The exhibit contains more than 150 works of shunga, but its curator remains concerned that visitors will think they are something other than art. “Today shunga gets treated like obscene pornography,” Timothy Clark explained to ryot.org. “People who haven’t seen shunga before will be surprised by how explicit it can be. But this is sexually explicit art, not pornography, produced to exactly the same technical perfection as art in other formats by the same people.”

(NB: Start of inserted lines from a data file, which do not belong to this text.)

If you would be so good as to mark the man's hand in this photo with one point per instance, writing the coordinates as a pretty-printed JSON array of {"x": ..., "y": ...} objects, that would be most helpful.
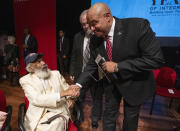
[
  {"x": 76, "y": 87},
  {"x": 71, "y": 91},
  {"x": 70, "y": 103},
  {"x": 3, "y": 116},
  {"x": 109, "y": 66}
]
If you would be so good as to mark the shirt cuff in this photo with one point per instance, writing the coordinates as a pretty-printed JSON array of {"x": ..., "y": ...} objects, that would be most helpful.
[
  {"x": 58, "y": 97},
  {"x": 79, "y": 85}
]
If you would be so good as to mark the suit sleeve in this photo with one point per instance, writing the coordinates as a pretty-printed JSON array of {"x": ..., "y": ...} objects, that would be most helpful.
[
  {"x": 151, "y": 55},
  {"x": 90, "y": 69},
  {"x": 73, "y": 58}
]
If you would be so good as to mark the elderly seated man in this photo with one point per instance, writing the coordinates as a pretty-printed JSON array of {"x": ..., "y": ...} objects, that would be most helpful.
[
  {"x": 3, "y": 116},
  {"x": 48, "y": 94}
]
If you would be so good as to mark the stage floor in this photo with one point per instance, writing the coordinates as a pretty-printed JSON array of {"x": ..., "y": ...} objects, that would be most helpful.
[{"x": 162, "y": 119}]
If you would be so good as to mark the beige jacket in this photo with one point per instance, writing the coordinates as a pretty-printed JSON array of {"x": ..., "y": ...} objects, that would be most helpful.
[{"x": 39, "y": 100}]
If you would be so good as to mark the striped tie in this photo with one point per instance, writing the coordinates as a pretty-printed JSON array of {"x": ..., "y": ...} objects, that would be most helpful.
[
  {"x": 108, "y": 48},
  {"x": 86, "y": 55}
]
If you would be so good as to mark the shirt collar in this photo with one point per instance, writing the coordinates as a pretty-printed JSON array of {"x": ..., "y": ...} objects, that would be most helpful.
[{"x": 111, "y": 32}]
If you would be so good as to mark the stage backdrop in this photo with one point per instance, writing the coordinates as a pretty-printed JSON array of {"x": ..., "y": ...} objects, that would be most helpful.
[{"x": 40, "y": 17}]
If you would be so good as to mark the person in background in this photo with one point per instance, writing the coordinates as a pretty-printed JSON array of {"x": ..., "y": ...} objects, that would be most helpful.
[
  {"x": 11, "y": 59},
  {"x": 3, "y": 116},
  {"x": 129, "y": 51},
  {"x": 48, "y": 94},
  {"x": 62, "y": 46},
  {"x": 79, "y": 59},
  {"x": 29, "y": 43}
]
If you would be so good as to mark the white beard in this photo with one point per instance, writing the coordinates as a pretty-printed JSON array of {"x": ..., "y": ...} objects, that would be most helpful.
[{"x": 43, "y": 74}]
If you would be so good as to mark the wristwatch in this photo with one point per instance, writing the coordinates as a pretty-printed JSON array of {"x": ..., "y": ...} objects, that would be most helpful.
[{"x": 116, "y": 68}]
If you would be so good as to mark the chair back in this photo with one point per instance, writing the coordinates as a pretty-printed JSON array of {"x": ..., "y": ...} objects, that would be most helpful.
[{"x": 166, "y": 77}]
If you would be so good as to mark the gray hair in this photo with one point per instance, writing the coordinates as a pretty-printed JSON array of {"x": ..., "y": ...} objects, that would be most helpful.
[
  {"x": 82, "y": 14},
  {"x": 11, "y": 39}
]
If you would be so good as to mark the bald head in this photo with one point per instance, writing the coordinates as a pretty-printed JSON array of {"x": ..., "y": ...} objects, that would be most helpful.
[
  {"x": 100, "y": 19},
  {"x": 99, "y": 9}
]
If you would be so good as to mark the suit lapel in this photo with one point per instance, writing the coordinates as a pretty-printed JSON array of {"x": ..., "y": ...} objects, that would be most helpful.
[
  {"x": 117, "y": 38},
  {"x": 81, "y": 39},
  {"x": 103, "y": 50}
]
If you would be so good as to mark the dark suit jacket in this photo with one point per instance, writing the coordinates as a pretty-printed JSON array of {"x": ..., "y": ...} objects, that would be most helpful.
[
  {"x": 32, "y": 45},
  {"x": 137, "y": 53},
  {"x": 76, "y": 62},
  {"x": 65, "y": 47}
]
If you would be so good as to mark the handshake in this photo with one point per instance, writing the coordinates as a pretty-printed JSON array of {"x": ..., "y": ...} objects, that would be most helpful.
[{"x": 73, "y": 91}]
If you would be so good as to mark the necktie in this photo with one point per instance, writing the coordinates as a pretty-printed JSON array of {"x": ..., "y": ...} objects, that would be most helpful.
[
  {"x": 61, "y": 42},
  {"x": 108, "y": 48},
  {"x": 86, "y": 55}
]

What he means, of course, is that the proper response to such works should be above the neck rather than below the belt, though it’s safe to assume no one will be checking to make sure. (However, we are talking about Britain so one cannot be absolutely certain.)
Image: The Dream of the Fisherman's Wife, an 1814 work of art by Japanese artist Katsushika Hokusai, courtesy of the British Museum.